Virginia
If you weren't offered some chemical relief on the way to the gallery (at the seedy end of King's Cross), then if you are a man no doubt a more manual form of ecstasy was proposed. It's that kind of place. The curators, aware of the importance of this context, have left this basement space close to its original gloomy state. For this show, it is even darker than usual. The large first room contains only one item: a telephone box. For such a ubiquitous piece of street furniture, it has an odd air of mystery about it, which is only partially due to its unusual setting. That the usual BT markings are missing, leaving only clean metal, is disquieting, as is the fact that the booth provides the only light-source in the room. Maybe the major factor in this uncanniness is that the telephone has been replaced by a set of headphones. But there is another deliberate mistake at work, though it only becomes apparent on entering the booth, which we won't be attempting until later. The piece looks so uncanny, so scary, that I decide to save the experience of placing my vulnerable self inside it until later... just in case.
Probing in the dark, cautiously pushing through light-proof curtains, I enter another darkened space, blacker yet. Inside are two whirring fans by Jaime Pitarch entitled I Miss You. I Miss You Too (1996). Side by side, they slowly pivot back and forth, floating in the gloom at eye height. Set slightly out of sync, their blades never touch even though their paths cross only millimetres from collision. Projected onto their spinning blades are circular images of hands: one palm towards us, the other facing away. It seems an age before the eyes adjust to give enough confidence to move around the small room. But soon the luminescence of the fans becomes attractive. What are fans for? They circulate air and cool our skin, but here the skin is lying upon the fan. And it is lying upon the wall too: where the light passes through the imperceptible gaps between blades it forms a second image on the wall. These double-images overlap slightly allowing the fingertips to touch. Of course the strongest temptation with fans is to reach out and touch the spinning blades not the wisest of moves, but compelling nonetheless. This hallucinatory object invites examination with a sense more concrete than sight, but the projected hands have beaten me to it. However, these hands can examine little since they are as illusory as the surface and, what's more, dependent upon it. The seductive elegance of this piece does not lead to any further knowledge.

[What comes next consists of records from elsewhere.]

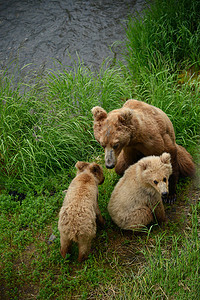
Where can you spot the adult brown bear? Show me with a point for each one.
(137, 130)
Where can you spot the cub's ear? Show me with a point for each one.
(125, 116)
(144, 164)
(165, 158)
(99, 113)
(81, 165)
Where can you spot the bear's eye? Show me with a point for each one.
(115, 146)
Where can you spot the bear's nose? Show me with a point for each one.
(110, 166)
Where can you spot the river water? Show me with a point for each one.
(42, 32)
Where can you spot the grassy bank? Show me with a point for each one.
(45, 128)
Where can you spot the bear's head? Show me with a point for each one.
(154, 171)
(95, 169)
(112, 131)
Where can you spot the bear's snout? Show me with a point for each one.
(111, 166)
(110, 158)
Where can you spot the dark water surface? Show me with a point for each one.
(40, 32)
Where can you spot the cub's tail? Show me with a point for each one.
(185, 162)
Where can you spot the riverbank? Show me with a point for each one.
(45, 130)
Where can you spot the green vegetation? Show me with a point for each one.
(46, 127)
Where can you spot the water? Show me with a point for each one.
(41, 32)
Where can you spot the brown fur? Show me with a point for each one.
(136, 199)
(137, 130)
(77, 217)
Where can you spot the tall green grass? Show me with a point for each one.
(47, 126)
(167, 34)
(159, 45)
(47, 129)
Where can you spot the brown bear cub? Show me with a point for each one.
(137, 130)
(77, 217)
(137, 198)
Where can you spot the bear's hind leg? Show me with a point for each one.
(84, 245)
(138, 218)
(65, 243)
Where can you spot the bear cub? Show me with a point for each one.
(137, 198)
(77, 217)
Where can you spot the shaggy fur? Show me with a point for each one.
(77, 217)
(137, 130)
(136, 199)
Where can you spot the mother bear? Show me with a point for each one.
(137, 130)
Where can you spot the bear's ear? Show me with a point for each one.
(144, 164)
(81, 165)
(99, 113)
(96, 169)
(125, 116)
(165, 158)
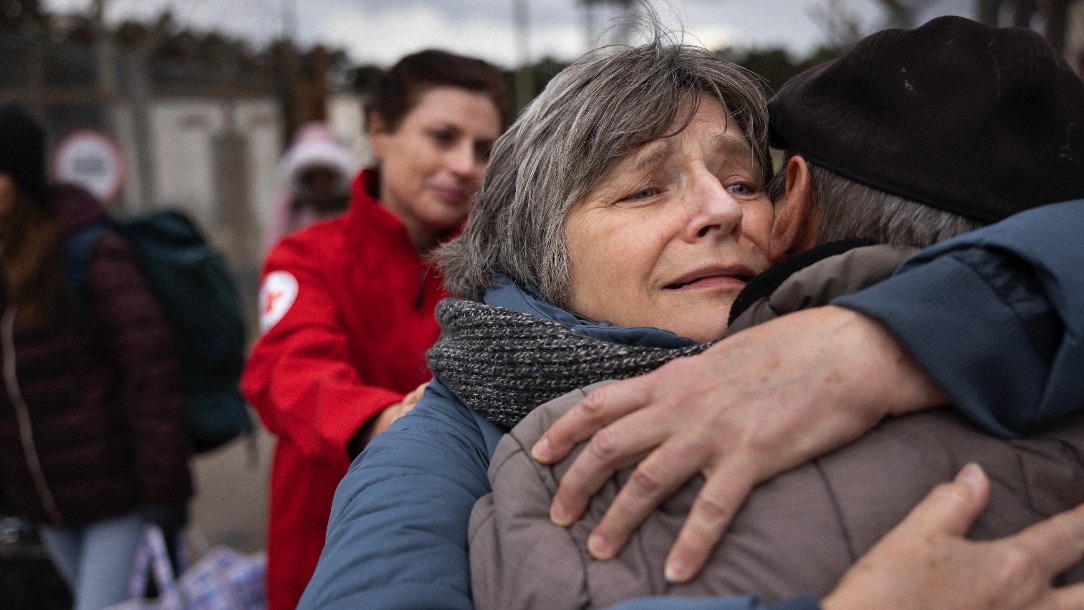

In Position (1996) in the last room, Niamh McCann has mounted two projectors near the ceiling facing each other, and programmed them to hammer through their respective slide carousels, firing images across the space onto the wall and floor opposite, like clunky, slow-motion stroboscopes. Standing between the two sets of images, they pulse by too quickly to be read together. Only some of the images can be registered and, on the whole, they switch between showing either the debating chamber of the House of Commons in session (photographed from television) and a chess set. As an analogy, this is so obvious as to be almost tautological; chess, of course, is a game based on royal courts. But then there are also images of riots and Oprah Winfrey-type shows, though these are impossible to pick out clearly due to the brevity of their appearance they are cut quicker than MTV.
Finally, there is nothing left to do, except enter Stewart Wilson's telephone booth Touch Wood (1996). The door pulls itself shut before I slip the large headphones over my ears. But then someone taps on the booth and I turn to see who's there, only to discover to my alarm that the glass is mirrored on the inside! Disconcertingly, all I can see is myself. The tapping on the booth is growing louder and more frantic. Initially it is genuinely hard to tell that this sound, as you've guessed, is only on the headphones. It's a tremendous effort not to turn around to see who is watching, but I know I will only be frustrated by the mirroring.
King's Cross is exactly the kind of locale in which nightmare telephone experiences are suffered. And that is what this exhibition really is: an experience. The fact that 'Virginia' is not a conceptual show was confirmed by Nicholas Bolton's video Judd Use (1996), in which the artist is recorded doing peculiar things at the Oxford MoMA's Donald Judd retrospective. Bolton has constructed a long pole with an orange sphere possibly from a toilet cistern on one end, and uses it to probe the huge multiple box piece Untitled (1973) as if he were a science student measuring some unseen quality, like radioactivity.
This surely is the crux of the show: the artist is examining experience, not meaning. In his extreme precision, all he could possibly be doing is measuring. And you can only measure physical properties, not meaning. So this video provides a key to the whole exhibition all the works are primarily experiences, for they tell us very little conceptually. Even, or especially, this most distanced and 'scientific' piece. As such, the exhibition is too fleeting, too easily forgotten. Only the uncanny telephone box transcends this feeling, preying on the mind while trudging back through the streets of King's Cross.